As I lay here wide awake at 5 am listening to the steady rhythm of my son's breathing, I am reminded to count my blessings.
Sometimes when life has been difficult, stressful, and full of grief it is easy to focus on the negative.
To focus on the sorrow instead of the joy.
To focus on the bad instead of the good,
To focus on what's missing instead of what's present.
But in this early morning hour, I am reminded that while my life has had it's share of sorrow, it still has plenty of good.
A little boy I love more than all the moon in the skies and who loves me more than apple pie.
The ability to travel and make wonderful, new memories.

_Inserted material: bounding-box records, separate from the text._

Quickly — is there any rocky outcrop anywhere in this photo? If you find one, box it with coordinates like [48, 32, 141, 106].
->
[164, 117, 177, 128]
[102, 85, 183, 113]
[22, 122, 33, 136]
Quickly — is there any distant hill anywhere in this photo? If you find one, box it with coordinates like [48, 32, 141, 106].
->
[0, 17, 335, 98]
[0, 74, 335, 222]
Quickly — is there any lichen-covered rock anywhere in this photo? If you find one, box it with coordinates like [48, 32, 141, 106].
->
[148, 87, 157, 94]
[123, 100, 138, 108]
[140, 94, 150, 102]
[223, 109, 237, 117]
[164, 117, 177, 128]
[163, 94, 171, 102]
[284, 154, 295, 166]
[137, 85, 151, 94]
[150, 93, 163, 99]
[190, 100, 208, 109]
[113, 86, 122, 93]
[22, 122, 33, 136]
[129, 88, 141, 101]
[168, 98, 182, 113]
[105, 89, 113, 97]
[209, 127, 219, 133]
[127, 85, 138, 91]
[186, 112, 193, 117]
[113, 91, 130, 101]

Wonderful friends and family who have been by my side in my darkest and most joyous days.
Yes, my life has been difficult, changing, and downright sad in the 19 months since Jared died but it has also had moments of joy, laughter, and love.

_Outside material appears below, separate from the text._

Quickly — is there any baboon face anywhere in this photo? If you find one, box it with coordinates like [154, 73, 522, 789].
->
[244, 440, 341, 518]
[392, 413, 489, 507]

Sledding with Steven as snow landed in our hair and laughing, really laughing.
Dancing for the first time and loving it. I didn't realize how much I missed dancing.
Sitting around the firepit with people I love enjoying each other's company.
And despite the laughter, love, and joy, I still miss Jared. But I know he is never far.
Like Thanksgiving when my dear friend made a star to honor him and left a place setting out to remind us that Jared is always welcome at her table.
Like the CF rides, Breathing for Jared fundraisers, and Green and Blue Day when so many helped honor Jared's memory.
Like when I heard his voice plain as day driving that snowmobile through the continental divide.
So this morning as I thank God for this little boy sleeping beside me I am reminded of my numerous blessings.
Does that mean I forget the sorrow? No.
Does that mean I am over my grief? Not by a long shot.
Does it mean that I realize that every new adventure is bittersweet? Yes.
And I am acutely aware that I must make a conscious choice to embrace life.
To realize life after death is bittersweet and that is ok.
To know that while I love and miss my husband, I still have a life to live.
To cherish all I have been given because life is to short not to do so.
So today, almost 9000 miles from home, I am counting my blessings.